In Hartford Fire Ins. Co. v. City of Houston, 102 Tex. 317, 116 S.W. 36, 38, it was held that a contract between the city and a water company's assignor by which the city agreed not to grant to any other person the right to furnish water to its fire hydrants created a monopoly.Summary of this case from Raney v. Montgomery County
Decided February 24, 1909.
1. — Practice on Appeal — Intervention — Record.
Insurance companies intervening in an action by a city against a water company for loss of its property by failure to furnish water as agreed for extinguishing fire, and alleging that by compromise the city had received money from defendant to reimburse intervenors for insurance on the property paid by them, showed a cause of action against the city by reason of its receipt of the money for such use; error in dismissing their intervention as against the city could be reviewed, though the record did not show the pleadings of the defendant water company, on which the intervention had been dismissed as to such company also. (Pp. 320, 321.)
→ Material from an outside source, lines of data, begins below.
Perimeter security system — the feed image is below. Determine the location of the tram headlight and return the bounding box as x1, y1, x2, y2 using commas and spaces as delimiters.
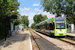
55, 31, 59, 33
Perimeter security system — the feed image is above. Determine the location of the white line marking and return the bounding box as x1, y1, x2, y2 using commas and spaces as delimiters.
29, 32, 32, 50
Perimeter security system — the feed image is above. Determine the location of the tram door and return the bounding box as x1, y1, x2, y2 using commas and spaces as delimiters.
49, 23, 55, 30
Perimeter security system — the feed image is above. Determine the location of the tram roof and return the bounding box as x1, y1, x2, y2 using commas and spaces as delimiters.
36, 17, 55, 26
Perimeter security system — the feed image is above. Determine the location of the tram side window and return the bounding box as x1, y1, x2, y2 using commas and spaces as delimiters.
49, 23, 55, 30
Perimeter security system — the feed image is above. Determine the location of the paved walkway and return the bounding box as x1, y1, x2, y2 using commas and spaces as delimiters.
0, 31, 31, 50
67, 33, 75, 36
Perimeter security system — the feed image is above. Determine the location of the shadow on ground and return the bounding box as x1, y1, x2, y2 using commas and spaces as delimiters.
0, 34, 29, 47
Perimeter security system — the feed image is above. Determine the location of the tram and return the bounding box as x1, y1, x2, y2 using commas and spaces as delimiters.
36, 17, 67, 36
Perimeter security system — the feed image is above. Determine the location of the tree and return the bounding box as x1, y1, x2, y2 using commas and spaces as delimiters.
41, 0, 75, 23
33, 14, 47, 24
0, 0, 19, 39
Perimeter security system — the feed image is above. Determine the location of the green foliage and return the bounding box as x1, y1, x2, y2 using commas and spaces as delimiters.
31, 14, 47, 29
33, 14, 47, 24
41, 0, 75, 23
21, 15, 29, 27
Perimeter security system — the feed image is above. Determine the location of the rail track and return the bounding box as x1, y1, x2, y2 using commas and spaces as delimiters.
56, 38, 75, 45
29, 29, 60, 50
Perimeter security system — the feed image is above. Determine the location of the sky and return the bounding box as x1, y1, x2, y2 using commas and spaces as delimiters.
18, 0, 55, 26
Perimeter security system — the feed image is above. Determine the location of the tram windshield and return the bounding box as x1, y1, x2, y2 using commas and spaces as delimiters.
56, 23, 65, 29
55, 18, 65, 29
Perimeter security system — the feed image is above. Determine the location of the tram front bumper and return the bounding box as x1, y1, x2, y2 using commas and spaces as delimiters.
55, 33, 66, 36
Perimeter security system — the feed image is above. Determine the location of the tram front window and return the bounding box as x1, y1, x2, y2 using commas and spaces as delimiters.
56, 23, 65, 29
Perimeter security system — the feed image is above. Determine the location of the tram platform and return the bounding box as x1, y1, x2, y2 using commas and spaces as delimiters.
67, 33, 75, 37
0, 31, 32, 50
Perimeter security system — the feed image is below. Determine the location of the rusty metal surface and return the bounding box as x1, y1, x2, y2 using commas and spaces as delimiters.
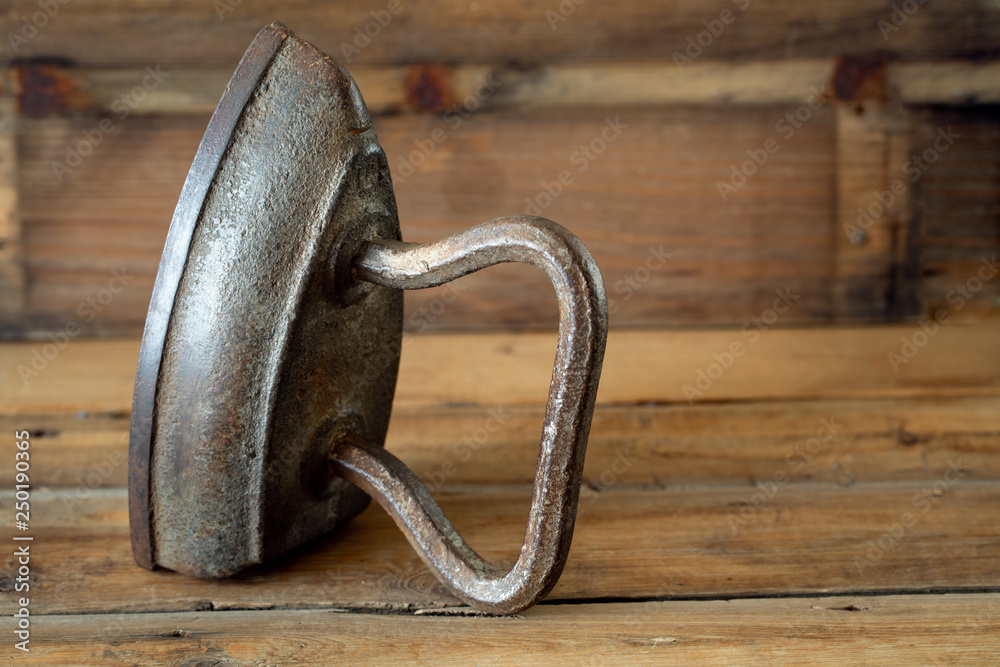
130, 26, 402, 577
129, 24, 607, 613
329, 216, 607, 614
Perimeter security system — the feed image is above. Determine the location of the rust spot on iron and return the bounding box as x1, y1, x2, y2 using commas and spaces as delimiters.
406, 65, 455, 113
16, 62, 89, 118
833, 53, 886, 104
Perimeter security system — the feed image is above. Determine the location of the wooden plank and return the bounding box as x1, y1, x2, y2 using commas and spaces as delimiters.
832, 56, 920, 320
0, 0, 1000, 68
906, 107, 1000, 324
0, 70, 27, 338
889, 62, 1000, 106
0, 480, 1000, 616
11, 107, 833, 335
7, 396, 1000, 490
29, 58, 1000, 116
0, 594, 1000, 665
0, 318, 1000, 415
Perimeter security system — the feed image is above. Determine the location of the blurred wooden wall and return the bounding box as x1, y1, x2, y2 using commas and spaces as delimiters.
0, 0, 1000, 338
2. — Illegal Contract — Money Received.
A city which, in settlement of its suit against a water company for loss of its property by fire through defendants failure to perform its contract to furnish water for extinguishing it, has received money for indemnifying insurance companies for the payments made by them to it on loss of the property, becomes liable to the insurance companies, on an implied contract, for the money so received for their benefit, without regard to the terms or validity of its contract with the water company under which it received the money; it can not defend the action of the insurance companies therefor on the ground that its contract with the water company was void as creating a monopoly, since the case against it could be made out without going into the illegal contract. (Pp. 321, 322.)
Error to the Court of Civil Appeals for the Fifth District, in an appeal from Harris County.
Interventions by the insurance companies in the action of the city against the water company were dismissed and the judgment was affirmed on their appeal. Appellants thereupon obtained writ of error.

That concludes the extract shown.